Quadratics

[kris.yarmak123]

The zeros of a quadratic function are 4 and -3. If the graph of the function has a y-intercept of 48, the quadratic must be.... (write a formula)
Plz help

 

[MarkFL]

Consider that the family of quadratics having the given zeros can be given as:

[MATH]f(x)=k(x+3)(x-4)[/MATH] where \(0\ne k\in\mathbb{R}\)

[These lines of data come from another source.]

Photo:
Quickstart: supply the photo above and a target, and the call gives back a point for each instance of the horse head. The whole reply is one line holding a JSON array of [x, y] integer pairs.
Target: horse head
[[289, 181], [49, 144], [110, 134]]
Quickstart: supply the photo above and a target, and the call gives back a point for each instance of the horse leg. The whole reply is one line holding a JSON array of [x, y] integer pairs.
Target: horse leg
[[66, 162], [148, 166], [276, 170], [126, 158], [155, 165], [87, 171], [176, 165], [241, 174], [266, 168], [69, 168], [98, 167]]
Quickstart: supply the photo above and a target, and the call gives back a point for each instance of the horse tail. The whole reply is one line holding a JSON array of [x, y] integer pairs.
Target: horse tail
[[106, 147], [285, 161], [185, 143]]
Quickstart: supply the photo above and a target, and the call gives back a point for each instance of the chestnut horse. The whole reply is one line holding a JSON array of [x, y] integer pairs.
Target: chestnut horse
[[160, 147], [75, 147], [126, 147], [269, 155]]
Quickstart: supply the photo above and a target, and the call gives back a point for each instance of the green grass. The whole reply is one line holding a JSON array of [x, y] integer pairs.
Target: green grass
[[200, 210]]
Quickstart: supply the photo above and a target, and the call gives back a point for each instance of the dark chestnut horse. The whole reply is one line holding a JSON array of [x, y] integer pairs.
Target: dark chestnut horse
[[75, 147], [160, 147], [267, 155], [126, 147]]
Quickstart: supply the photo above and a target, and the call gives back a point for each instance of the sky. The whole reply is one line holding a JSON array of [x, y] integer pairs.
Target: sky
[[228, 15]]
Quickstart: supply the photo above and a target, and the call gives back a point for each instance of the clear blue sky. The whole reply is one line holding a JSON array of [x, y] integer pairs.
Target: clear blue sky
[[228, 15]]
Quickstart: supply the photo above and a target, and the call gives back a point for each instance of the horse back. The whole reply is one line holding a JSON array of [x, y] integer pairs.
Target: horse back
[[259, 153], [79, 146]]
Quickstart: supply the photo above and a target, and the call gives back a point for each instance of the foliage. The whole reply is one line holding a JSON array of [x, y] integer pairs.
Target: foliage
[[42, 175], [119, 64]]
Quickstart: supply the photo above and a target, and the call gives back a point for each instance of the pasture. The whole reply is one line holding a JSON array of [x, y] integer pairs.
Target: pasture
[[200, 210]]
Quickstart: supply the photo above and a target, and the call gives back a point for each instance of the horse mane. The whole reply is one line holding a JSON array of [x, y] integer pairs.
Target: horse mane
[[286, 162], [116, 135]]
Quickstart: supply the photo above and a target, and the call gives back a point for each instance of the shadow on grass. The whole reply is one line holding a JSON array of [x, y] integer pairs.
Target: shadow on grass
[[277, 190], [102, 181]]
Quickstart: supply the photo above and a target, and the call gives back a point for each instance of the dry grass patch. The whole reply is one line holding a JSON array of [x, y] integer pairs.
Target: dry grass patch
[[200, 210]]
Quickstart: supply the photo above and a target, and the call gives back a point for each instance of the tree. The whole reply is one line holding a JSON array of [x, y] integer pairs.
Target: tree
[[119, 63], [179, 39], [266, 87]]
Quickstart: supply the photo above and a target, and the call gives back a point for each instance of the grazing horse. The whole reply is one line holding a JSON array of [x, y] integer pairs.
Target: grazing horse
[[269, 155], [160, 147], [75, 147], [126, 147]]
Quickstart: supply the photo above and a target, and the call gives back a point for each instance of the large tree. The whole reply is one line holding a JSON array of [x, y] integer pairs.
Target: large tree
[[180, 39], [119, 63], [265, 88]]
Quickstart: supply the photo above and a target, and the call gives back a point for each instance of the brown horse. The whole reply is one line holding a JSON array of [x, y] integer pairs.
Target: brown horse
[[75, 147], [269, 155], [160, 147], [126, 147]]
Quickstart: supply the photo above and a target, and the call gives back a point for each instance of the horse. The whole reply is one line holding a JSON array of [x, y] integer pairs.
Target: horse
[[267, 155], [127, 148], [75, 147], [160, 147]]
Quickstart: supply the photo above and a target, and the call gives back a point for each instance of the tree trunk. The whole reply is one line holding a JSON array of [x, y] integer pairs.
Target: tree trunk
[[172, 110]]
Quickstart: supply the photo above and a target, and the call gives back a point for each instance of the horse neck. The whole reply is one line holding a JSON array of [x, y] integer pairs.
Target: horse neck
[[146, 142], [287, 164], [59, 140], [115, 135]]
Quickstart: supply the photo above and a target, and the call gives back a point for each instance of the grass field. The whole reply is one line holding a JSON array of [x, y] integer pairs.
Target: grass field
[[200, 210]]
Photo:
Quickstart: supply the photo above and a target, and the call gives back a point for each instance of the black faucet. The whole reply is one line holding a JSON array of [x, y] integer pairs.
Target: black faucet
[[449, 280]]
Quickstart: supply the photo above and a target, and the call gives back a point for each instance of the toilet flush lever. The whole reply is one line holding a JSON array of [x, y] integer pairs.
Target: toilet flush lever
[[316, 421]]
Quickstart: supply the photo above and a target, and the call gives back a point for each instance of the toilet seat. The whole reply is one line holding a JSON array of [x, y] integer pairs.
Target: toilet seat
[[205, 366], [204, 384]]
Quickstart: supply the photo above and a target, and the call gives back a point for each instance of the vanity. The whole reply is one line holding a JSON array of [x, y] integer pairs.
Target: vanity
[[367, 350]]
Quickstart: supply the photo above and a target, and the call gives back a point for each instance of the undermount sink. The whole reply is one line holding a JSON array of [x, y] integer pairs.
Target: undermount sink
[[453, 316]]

We are told \(f(0)=48\), so can you find the value of \(k\) from this?

 

[kris.yarmak123]

Consider that the family of quadratics having the given zeros can be given as:

[MATH]f(x)=k(x+3)(x-4)[/MATH] where \(0\ne k\in\mathbb{R}\)

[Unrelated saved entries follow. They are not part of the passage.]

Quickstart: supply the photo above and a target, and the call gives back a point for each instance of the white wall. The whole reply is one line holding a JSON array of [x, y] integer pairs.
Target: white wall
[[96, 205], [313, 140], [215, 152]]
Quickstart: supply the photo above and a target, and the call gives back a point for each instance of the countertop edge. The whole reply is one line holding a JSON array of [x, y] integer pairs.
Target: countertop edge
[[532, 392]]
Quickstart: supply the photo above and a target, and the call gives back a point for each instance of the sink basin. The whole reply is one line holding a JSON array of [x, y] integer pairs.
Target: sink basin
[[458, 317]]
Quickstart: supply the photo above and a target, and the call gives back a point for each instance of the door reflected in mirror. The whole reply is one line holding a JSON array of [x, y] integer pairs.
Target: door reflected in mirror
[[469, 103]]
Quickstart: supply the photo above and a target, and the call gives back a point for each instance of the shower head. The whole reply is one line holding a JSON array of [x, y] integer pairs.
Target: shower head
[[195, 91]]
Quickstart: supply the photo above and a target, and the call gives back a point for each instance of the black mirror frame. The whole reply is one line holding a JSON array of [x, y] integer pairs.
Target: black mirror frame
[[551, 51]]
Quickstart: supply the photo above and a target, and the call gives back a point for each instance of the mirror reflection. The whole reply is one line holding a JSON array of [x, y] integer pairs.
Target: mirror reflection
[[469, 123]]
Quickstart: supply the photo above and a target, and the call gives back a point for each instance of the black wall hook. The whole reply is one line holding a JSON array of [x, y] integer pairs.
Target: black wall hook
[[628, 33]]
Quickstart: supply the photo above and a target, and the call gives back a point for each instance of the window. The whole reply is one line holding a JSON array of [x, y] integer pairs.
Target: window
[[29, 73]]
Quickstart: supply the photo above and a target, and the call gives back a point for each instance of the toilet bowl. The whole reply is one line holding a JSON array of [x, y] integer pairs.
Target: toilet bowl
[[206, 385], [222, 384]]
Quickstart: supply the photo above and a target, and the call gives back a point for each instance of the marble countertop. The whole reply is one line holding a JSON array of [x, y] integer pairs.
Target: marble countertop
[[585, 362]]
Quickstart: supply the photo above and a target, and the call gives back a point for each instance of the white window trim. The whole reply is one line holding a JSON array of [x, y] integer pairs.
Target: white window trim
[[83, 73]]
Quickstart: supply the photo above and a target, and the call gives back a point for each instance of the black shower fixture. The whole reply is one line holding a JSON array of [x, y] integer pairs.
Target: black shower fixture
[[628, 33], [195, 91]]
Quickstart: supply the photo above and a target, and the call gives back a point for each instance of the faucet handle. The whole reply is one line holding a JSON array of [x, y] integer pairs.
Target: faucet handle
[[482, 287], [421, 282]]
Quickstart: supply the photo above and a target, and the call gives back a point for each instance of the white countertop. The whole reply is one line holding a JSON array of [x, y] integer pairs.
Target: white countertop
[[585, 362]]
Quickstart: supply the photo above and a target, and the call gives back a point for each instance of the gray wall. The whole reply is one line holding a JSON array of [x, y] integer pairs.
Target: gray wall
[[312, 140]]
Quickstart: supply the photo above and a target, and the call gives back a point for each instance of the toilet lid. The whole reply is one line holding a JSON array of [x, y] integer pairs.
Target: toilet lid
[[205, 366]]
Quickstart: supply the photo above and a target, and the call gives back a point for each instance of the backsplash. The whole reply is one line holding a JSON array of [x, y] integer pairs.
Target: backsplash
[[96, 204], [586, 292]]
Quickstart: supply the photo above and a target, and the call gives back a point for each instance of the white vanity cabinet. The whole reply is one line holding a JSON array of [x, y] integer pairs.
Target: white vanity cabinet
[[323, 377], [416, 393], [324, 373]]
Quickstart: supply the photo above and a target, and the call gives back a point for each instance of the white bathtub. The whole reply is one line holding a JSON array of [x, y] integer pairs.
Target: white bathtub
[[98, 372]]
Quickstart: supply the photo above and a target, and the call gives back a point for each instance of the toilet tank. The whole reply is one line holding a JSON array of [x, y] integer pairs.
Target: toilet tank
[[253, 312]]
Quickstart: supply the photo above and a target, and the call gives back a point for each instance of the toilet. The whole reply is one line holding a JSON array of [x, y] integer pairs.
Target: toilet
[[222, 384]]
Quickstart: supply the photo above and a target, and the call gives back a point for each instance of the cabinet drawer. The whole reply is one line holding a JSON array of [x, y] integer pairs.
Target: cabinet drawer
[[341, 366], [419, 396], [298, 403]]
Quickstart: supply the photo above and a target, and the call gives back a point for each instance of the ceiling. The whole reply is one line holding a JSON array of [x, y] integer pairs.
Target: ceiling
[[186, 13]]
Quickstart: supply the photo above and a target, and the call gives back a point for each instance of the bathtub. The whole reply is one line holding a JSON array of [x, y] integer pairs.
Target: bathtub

We are told \(f(0)=48\), so can you find the value of \(k\) from this?

K = -4 right?

 

[kris.yarmak123]

I

Consider that the family of quadratics having the given zeros can be given as:

[MATH]f(x)=k(x+3)(x-4)[/MATH] where \(0\ne k\in\mathbb{R}\)

We are told \(f(0)=48\), so can you find the value of \(k\) from this?

I got it thanks! The answer is -4x^2+4x+48

 

[JeffM]

You can and should learn to check your own work, but we are happy to confirm.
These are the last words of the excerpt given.